New Year, New Strategy: How To Audit Your Social Media Marketing Campaign
We’re just starting a new year, and for most marketers that means exciting changes and preparing for a successful year of brand promotion and customer interaction on one of the most cost-efficient platforms available to us—social media. There’s no better way to start than to audit and evaluate last year’s efforts, so you can replicate your best strategies, eliminate your worst, and learn from all the experiments you attempted throughout the year.
So what’s the best way to approach this process?
Measure Year Over Year Results
Your first foray into your year-end audit should be a high-level snapshot of how you performed over the previous year. After all, your results—your bottom line—should be the central driving factor in your campaign.
Assuming you had a baseline in 2016, take a look at the following statistics, comparing them against your 2017 results:
Follower growth. How many new followers have you gained this year? This is a bit of a vanity metric, but it can still help you track your popularity growth.
Click-throughs and traffic. How often do your followers click the links you provide? How much traffic growth is your site seeing?

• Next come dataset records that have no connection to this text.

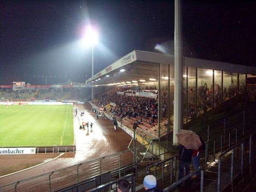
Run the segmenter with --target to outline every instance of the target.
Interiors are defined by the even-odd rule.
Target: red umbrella
[[[187,149],[198,150],[202,145],[199,136],[191,130],[181,129],[176,136],[179,143]]]

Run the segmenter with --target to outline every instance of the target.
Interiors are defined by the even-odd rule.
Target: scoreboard
[[[25,89],[25,82],[13,82],[12,90],[21,90]]]

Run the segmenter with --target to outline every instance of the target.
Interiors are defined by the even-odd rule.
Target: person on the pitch
[[[87,123],[86,123],[86,126],[87,127],[87,131],[89,131],[89,121],[87,122]]]

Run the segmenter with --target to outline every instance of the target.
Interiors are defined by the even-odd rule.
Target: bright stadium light
[[[92,77],[94,74],[93,72],[93,47],[98,41],[98,34],[92,29],[91,26],[88,26],[86,29],[86,32],[84,36],[84,41],[87,44],[92,46]],[[92,100],[94,98],[93,86],[92,87]]]

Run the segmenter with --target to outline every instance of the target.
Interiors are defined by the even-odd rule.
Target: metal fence
[[[95,160],[17,181],[0,187],[1,192],[54,191],[86,180],[101,176],[112,170],[121,169],[133,163],[134,149],[137,152],[136,161],[154,156],[151,151],[154,143],[137,147]]]

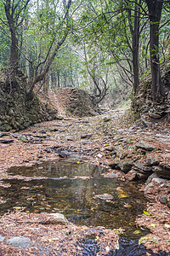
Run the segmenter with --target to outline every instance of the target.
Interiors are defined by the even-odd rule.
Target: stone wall
[[[0,131],[22,130],[29,125],[57,117],[57,110],[51,109],[35,96],[28,101],[26,82],[17,79],[9,84],[0,81]]]
[[[152,101],[150,75],[141,82],[136,96],[132,100],[132,108],[137,119],[147,113],[150,118],[156,119],[167,117],[170,121],[170,67],[162,70],[162,82],[165,96],[156,103]]]

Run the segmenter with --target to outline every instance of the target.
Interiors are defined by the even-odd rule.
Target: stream
[[[126,255],[146,255],[135,253],[138,240],[148,233],[138,227],[135,220],[146,209],[148,200],[139,191],[137,183],[107,177],[105,172],[100,166],[71,158],[12,167],[8,174],[15,178],[3,179],[8,186],[0,187],[1,214],[17,208],[26,212],[60,212],[77,225],[122,228],[120,244],[126,247],[132,245],[133,250],[133,254]],[[84,243],[87,247],[95,245],[93,239]]]

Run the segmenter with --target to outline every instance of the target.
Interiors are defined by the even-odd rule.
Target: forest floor
[[[129,110],[115,110],[90,118],[65,117],[61,120],[36,124],[19,132],[0,133],[0,184],[5,186],[5,178],[29,179],[19,175],[11,177],[7,172],[11,166],[28,166],[42,161],[66,158],[75,154],[87,157],[94,165],[105,166],[108,177],[126,181],[125,173],[109,167],[115,157],[110,147],[118,145],[119,155],[126,154],[129,159],[143,160],[146,157],[144,152],[135,149],[135,144],[142,140],[151,143],[156,148],[147,153],[148,158],[156,156],[168,165],[169,131],[170,126],[167,123],[150,123],[147,127],[141,126],[141,124],[133,122]],[[144,190],[144,182],[141,182],[139,189]],[[170,193],[168,180],[164,186],[157,186],[150,193],[153,205],[148,205],[147,212],[136,220],[139,225],[150,230],[149,235],[140,239],[144,246],[154,252],[164,252],[156,255],[169,255],[170,252],[170,208],[159,201],[159,196],[162,193]],[[0,220],[2,237],[21,236],[31,238],[37,247],[42,244],[46,250],[48,248],[48,253],[44,253],[43,250],[40,253],[37,249],[38,255],[83,255],[82,247],[76,241],[82,236],[89,236],[91,230],[71,224],[65,224],[65,228],[60,224],[42,225],[35,224],[34,218],[34,214],[26,214],[20,209],[3,215]],[[32,223],[20,222],[20,219],[27,218],[32,219]],[[94,252],[94,254],[84,255],[105,255],[113,248],[117,249],[118,235],[116,231],[105,229],[102,236],[99,235],[99,231],[94,233],[100,249],[98,253]],[[7,245],[3,239],[1,241],[0,255],[36,254],[35,244],[33,249],[31,247],[23,252],[23,248]],[[59,253],[61,252],[59,248],[62,253]],[[154,254],[147,253],[146,255]]]

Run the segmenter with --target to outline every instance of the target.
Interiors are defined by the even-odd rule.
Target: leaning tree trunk
[[[159,61],[159,24],[163,0],[146,0],[150,16],[150,56],[152,78],[153,101],[160,101],[163,95]]]

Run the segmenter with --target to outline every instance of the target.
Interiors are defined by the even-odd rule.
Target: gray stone
[[[139,143],[138,143],[136,144],[136,148],[142,148],[142,149],[148,150],[148,151],[152,151],[156,148],[155,146],[150,145],[144,141],[140,141]]]
[[[162,114],[155,112],[150,112],[149,111],[149,116],[152,119],[161,119]]]
[[[50,218],[48,220],[48,223],[51,223],[51,224],[68,224],[68,221],[66,219],[66,218],[65,217],[65,215],[61,214],[61,213],[50,213],[49,214]]]
[[[113,196],[109,194],[103,194],[103,195],[94,195],[94,198],[99,198],[102,200],[111,200],[113,199]]]
[[[155,178],[155,177],[159,178],[160,177],[159,177],[159,175],[157,173],[152,173],[151,175],[150,175],[148,177],[148,178],[147,178],[147,180],[145,182],[145,184],[146,185],[149,184],[152,181],[152,179]]]
[[[31,241],[28,237],[14,236],[5,241],[7,244],[13,244],[16,247],[26,247]]]
[[[138,172],[144,173],[148,172],[151,172],[152,167],[146,166],[139,161],[134,163],[133,169]]]
[[[157,173],[160,177],[170,177],[170,169],[162,167],[160,166],[156,166],[152,167],[152,171]]]
[[[131,160],[127,160],[127,161],[124,161],[124,162],[122,161],[122,162],[118,165],[118,166],[120,167],[120,169],[121,169],[123,172],[127,173],[128,172],[129,172],[129,171],[131,170],[133,165],[133,161],[131,161]]]
[[[147,166],[156,166],[159,164],[159,158],[157,156],[147,158],[145,159],[145,163]]]
[[[152,179],[152,181],[147,184],[147,186],[144,188],[144,193],[151,193],[154,187],[157,187],[159,185],[162,185],[167,180],[164,178],[158,178],[155,177]]]
[[[111,119],[110,118],[108,118],[108,117],[105,117],[104,118],[104,122],[109,122],[109,121],[110,121],[111,120]]]
[[[85,138],[90,138],[93,136],[93,134],[85,134],[85,135],[82,135],[81,138],[82,139],[85,139]]]
[[[134,170],[129,171],[125,176],[126,179],[128,181],[134,180],[136,177],[137,177],[137,172]]]
[[[137,177],[139,179],[146,179],[150,176],[150,173],[147,173],[147,172],[144,172],[144,173],[137,172],[136,176],[137,176]]]

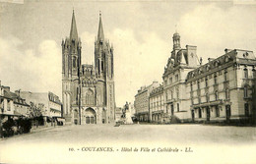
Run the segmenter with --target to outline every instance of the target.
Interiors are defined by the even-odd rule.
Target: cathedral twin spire
[[[71,22],[70,39],[78,40],[78,30],[77,30],[77,24],[76,24],[74,10],[73,10],[72,22]],[[99,13],[97,40],[100,42],[102,42],[104,40],[104,31],[103,31],[103,26],[102,26],[102,21],[101,21],[101,13]]]
[[[101,42],[104,40],[103,26],[102,26],[102,21],[101,21],[101,13],[99,13],[99,23],[98,23],[97,40],[98,40],[98,41],[101,41]]]
[[[71,22],[70,40],[78,40],[78,30],[77,30],[77,24],[76,24],[74,10],[73,10],[72,22]]]

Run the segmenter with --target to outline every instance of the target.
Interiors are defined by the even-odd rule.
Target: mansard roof
[[[154,95],[161,94],[161,93],[163,93],[163,85],[162,84],[160,84],[159,87],[154,88],[151,91],[150,96],[154,96]]]

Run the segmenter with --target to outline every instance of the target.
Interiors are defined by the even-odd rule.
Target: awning
[[[65,119],[57,118],[57,121],[58,121],[58,122],[65,122]]]

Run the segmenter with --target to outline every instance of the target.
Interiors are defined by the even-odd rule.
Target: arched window
[[[89,89],[86,93],[86,104],[87,105],[95,104],[94,91],[92,89]]]
[[[206,102],[209,102],[209,94],[206,93]]]
[[[197,82],[197,88],[200,89],[200,81]]]
[[[177,95],[177,98],[179,98],[179,89],[176,88],[176,95]]]
[[[215,80],[215,84],[217,84],[217,75],[215,75],[215,77],[214,77],[214,80]]]
[[[101,71],[104,71],[103,67],[104,67],[103,61],[101,61]]]
[[[100,61],[99,59],[97,60],[97,72],[98,72],[98,75],[100,74]]]

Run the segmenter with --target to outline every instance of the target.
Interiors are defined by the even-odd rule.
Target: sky
[[[241,1],[0,1],[0,81],[11,90],[52,91],[61,97],[61,41],[75,10],[82,63],[94,63],[101,11],[104,36],[114,46],[116,106],[162,74],[172,50],[197,46],[203,63],[224,48],[256,52],[256,3]],[[9,2],[9,3],[7,3]],[[15,2],[15,3],[10,3]]]

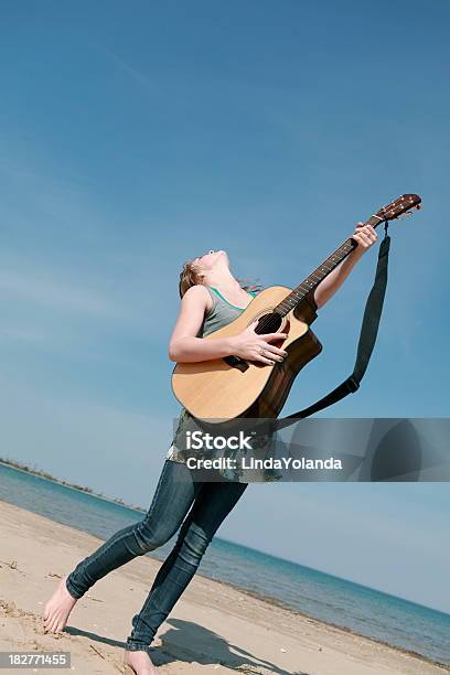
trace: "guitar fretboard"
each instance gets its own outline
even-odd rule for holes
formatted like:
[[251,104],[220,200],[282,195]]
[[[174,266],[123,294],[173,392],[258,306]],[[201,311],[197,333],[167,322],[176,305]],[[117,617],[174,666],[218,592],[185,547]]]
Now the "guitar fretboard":
[[[384,218],[381,216],[373,215],[364,223],[364,225],[372,225],[372,227],[375,228],[383,221]],[[339,246],[335,251],[331,254],[331,256],[325,258],[325,260],[323,260],[323,262],[319,265],[319,267],[317,267],[301,283],[299,283],[299,286],[297,286],[297,288],[294,288],[293,291],[291,291],[289,296],[287,296],[285,300],[282,300],[275,308],[274,311],[281,317],[286,317],[286,314],[294,309],[294,307],[297,307],[311,290],[319,286],[322,279],[333,271],[333,269],[338,267],[338,265],[340,265],[354,248],[356,248],[356,246],[357,243],[352,239],[352,237],[345,239],[345,242],[341,244],[341,246]]]

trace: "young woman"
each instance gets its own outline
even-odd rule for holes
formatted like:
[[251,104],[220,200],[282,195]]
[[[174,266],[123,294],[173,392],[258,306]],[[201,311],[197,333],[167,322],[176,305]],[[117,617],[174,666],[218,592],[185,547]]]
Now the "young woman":
[[[347,277],[377,235],[357,223],[352,237],[357,247],[321,283],[309,299],[310,310],[322,307]],[[249,326],[234,338],[203,340],[236,319],[254,292],[235,279],[224,250],[210,250],[188,262],[180,275],[181,309],[170,344],[174,362],[199,362],[236,355],[267,366],[282,361],[286,352],[271,344],[280,333],[258,335]],[[138,675],[154,675],[149,646],[161,623],[194,576],[202,556],[224,518],[243,495],[246,483],[195,482],[172,444],[150,508],[144,518],[113,535],[64,577],[45,606],[44,629],[60,632],[76,601],[108,572],[165,544],[179,529],[176,543],[161,566],[142,609],[132,619],[125,644],[125,664]]]

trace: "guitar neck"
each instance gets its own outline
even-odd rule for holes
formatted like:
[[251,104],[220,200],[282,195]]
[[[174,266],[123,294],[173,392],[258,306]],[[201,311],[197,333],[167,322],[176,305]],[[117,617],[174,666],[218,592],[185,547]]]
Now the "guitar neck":
[[[364,225],[372,225],[372,227],[375,228],[382,222],[384,222],[384,218],[378,215],[373,215],[364,223]],[[357,242],[352,239],[352,237],[345,239],[345,242],[341,244],[341,246],[339,246],[328,258],[325,258],[323,262],[321,262],[319,267],[317,267],[306,279],[303,279],[303,281],[299,283],[299,286],[297,286],[297,288],[294,288],[293,291],[291,291],[289,296],[287,296],[285,300],[282,300],[274,309],[274,311],[281,317],[286,317],[286,314],[300,304],[308,293],[319,286],[319,283],[325,277],[328,277],[328,275],[333,271],[333,269],[338,267],[338,265],[340,265],[354,248],[356,248],[356,246]]]

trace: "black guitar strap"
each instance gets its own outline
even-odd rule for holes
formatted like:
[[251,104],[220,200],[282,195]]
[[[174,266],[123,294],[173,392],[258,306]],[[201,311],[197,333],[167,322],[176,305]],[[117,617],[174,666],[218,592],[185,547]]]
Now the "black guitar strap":
[[387,286],[387,264],[389,258],[390,237],[387,234],[387,222],[385,223],[385,236],[379,246],[378,264],[376,267],[375,281],[367,298],[364,310],[363,323],[361,326],[360,341],[357,344],[357,354],[353,373],[344,379],[335,389],[323,396],[320,400],[292,413],[281,419],[276,419],[270,422],[272,430],[283,429],[293,425],[298,419],[309,417],[319,410],[323,410],[329,406],[338,403],[349,394],[354,394],[358,388],[361,381],[364,377],[372,352],[375,346],[376,335],[378,333],[379,320],[382,318],[383,302]]

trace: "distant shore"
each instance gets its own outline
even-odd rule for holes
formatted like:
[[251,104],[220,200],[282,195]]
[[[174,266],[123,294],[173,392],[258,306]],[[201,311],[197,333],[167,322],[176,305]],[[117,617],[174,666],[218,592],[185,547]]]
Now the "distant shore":
[[[68,651],[75,673],[117,673],[122,644],[160,566],[136,558],[77,602],[66,630],[45,634],[40,615],[58,578],[101,540],[0,502],[1,651]],[[161,675],[416,675],[450,673],[422,656],[362,638],[197,575],[160,630]]]
[[64,481],[63,479],[58,479],[47,471],[43,469],[38,469],[36,467],[30,467],[29,464],[24,464],[22,462],[17,462],[15,460],[11,460],[9,458],[0,457],[0,464],[4,464],[4,467],[11,467],[17,471],[23,471],[24,473],[30,473],[32,475],[36,475],[39,478],[45,479],[46,481],[52,481],[52,483],[57,483],[58,485],[64,485],[64,488],[71,488],[71,490],[77,490],[78,492],[86,492],[86,494],[90,494],[92,496],[98,497],[99,500],[105,500],[106,502],[113,502],[114,504],[118,504],[119,506],[126,506],[127,508],[132,508],[133,511],[139,511],[144,513],[146,510],[142,506],[135,506],[133,504],[127,504],[120,497],[108,497],[104,495],[101,492],[94,492],[92,488],[85,485],[77,485],[76,483],[69,483],[68,481]]

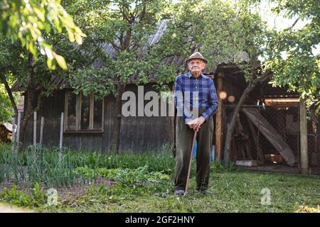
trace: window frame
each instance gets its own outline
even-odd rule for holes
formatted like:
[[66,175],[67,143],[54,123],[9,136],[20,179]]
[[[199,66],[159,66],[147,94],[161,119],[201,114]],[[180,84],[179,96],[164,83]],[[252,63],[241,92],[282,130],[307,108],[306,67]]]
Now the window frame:
[[105,98],[102,99],[102,111],[101,117],[101,128],[94,129],[94,104],[95,104],[95,96],[92,92],[90,94],[90,104],[89,104],[89,129],[81,129],[81,104],[82,100],[82,92],[75,94],[75,129],[68,129],[68,95],[72,93],[71,90],[66,90],[65,93],[65,119],[63,126],[63,132],[65,133],[103,133],[104,128],[104,118],[105,118]]

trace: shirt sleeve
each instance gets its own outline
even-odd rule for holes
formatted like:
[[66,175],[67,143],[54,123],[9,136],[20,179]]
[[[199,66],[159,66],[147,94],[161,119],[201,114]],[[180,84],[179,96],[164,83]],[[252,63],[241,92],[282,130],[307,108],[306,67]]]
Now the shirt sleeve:
[[174,85],[174,104],[177,109],[177,116],[182,116],[186,123],[193,119],[193,114],[186,109],[183,101],[183,94],[182,92],[181,77],[178,76],[176,78]]
[[218,109],[217,92],[215,91],[215,87],[213,79],[210,79],[210,92],[208,103],[208,106],[207,109],[201,114],[206,121],[208,121],[210,116],[215,114]]

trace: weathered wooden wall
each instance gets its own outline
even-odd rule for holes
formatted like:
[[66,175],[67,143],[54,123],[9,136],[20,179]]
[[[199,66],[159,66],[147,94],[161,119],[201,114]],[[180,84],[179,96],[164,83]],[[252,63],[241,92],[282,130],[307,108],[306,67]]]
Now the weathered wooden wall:
[[[144,85],[144,94],[153,90],[152,84]],[[137,96],[138,87],[135,84],[128,84],[126,91],[132,91]],[[105,99],[105,113],[102,133],[64,133],[63,146],[74,150],[111,152],[111,140],[113,132],[114,118],[113,96]],[[146,101],[147,103],[149,101]],[[123,101],[123,103],[126,101]],[[38,112],[37,142],[40,138],[40,119],[45,117],[43,130],[43,144],[46,147],[58,147],[60,136],[60,114],[64,111],[65,90],[55,91],[53,95],[46,98],[43,107]],[[159,102],[159,114],[160,114]],[[168,106],[167,106],[168,111]],[[165,144],[171,144],[174,140],[173,124],[174,117],[129,116],[122,118],[119,150],[122,152],[144,153],[157,150]],[[24,147],[33,144],[33,118],[28,121]]]

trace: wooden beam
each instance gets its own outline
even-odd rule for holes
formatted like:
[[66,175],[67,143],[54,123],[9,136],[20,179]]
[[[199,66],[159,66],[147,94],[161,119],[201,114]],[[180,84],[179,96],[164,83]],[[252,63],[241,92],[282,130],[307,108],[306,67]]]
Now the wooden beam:
[[222,92],[223,87],[223,77],[224,74],[222,72],[218,73],[217,80],[217,94],[218,101],[219,105],[218,106],[217,114],[215,115],[215,160],[218,162],[221,161],[221,153],[223,151],[223,101],[220,98],[220,92]]
[[16,118],[12,118],[12,133],[11,133],[11,153],[14,152],[14,148],[16,144]]
[[300,153],[301,173],[308,174],[308,129],[305,100],[300,98]]
[[60,127],[59,159],[62,157],[62,145],[63,139],[63,112],[61,113],[61,123]]

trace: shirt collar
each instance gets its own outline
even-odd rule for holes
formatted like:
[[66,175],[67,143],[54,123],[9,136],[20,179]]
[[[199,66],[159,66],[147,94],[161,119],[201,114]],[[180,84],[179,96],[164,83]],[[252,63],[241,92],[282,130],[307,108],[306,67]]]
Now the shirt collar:
[[[185,74],[187,77],[188,78],[191,78],[192,77],[192,74],[191,72],[188,72],[188,73],[186,74]],[[201,72],[201,74],[200,74],[199,77],[202,77],[202,76],[203,76],[203,74]]]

Engagements and mentions. How many conversations are you having with your audience? How involved are they? How often is your brand mentioned by people on social media?
Budget. You should also consider how much you spent, one year over the other.
If your growth rates are roughly the same, you know your tactics are on par with the previous year’s; for many marketers, this is a victory, but I consider it a loss. If you aren’t experimenting on a regular basis, you’re depriving yourself of opportunities for near-constant improvement.
If your results are actively better or worse than last year’s, your next job is to isolate the variables responsible for the discrepancy. These are some of the most common:
New strategies or tactics. Did you initiate any new strategies, or launch any new tactics? If so, do the changes in your results coincide with the timing of those new strategies? If that’s the case, you can reasonably conclude that these strategies had the positive or negative effect. Look at things like your content quality, your audience targeting, and the type of content you created.
Budget and publication frequency. Did you change your budget, or the volume of content you were producing? A dramatic increase or decrease could have a marked effect on how your audience perceives your brand—in either direction.
Major brand changes. Though rare, if your brand underwent any significant changes—such as updating your look or targeting a new audience, you should expect some significant changes in your results. You’ll have limited data on the effects of the new direction and the tactics associated with it, but you should be able to discern an initial trend.
New competition. Don’t neglect the influence of competition; if you have a new competitor emerge on the scene, or if your existing competitors step up their efforts, your audience might be pulled away from your brand through no fault of your own. This still requires understanding, and a potential change in the future.
Support and promotion. What other strategies are you using to support and promote your social channels? For example, do you have a content and/or email campaign to forward new followers to your accounts or provide more content for your ongoing social feeds?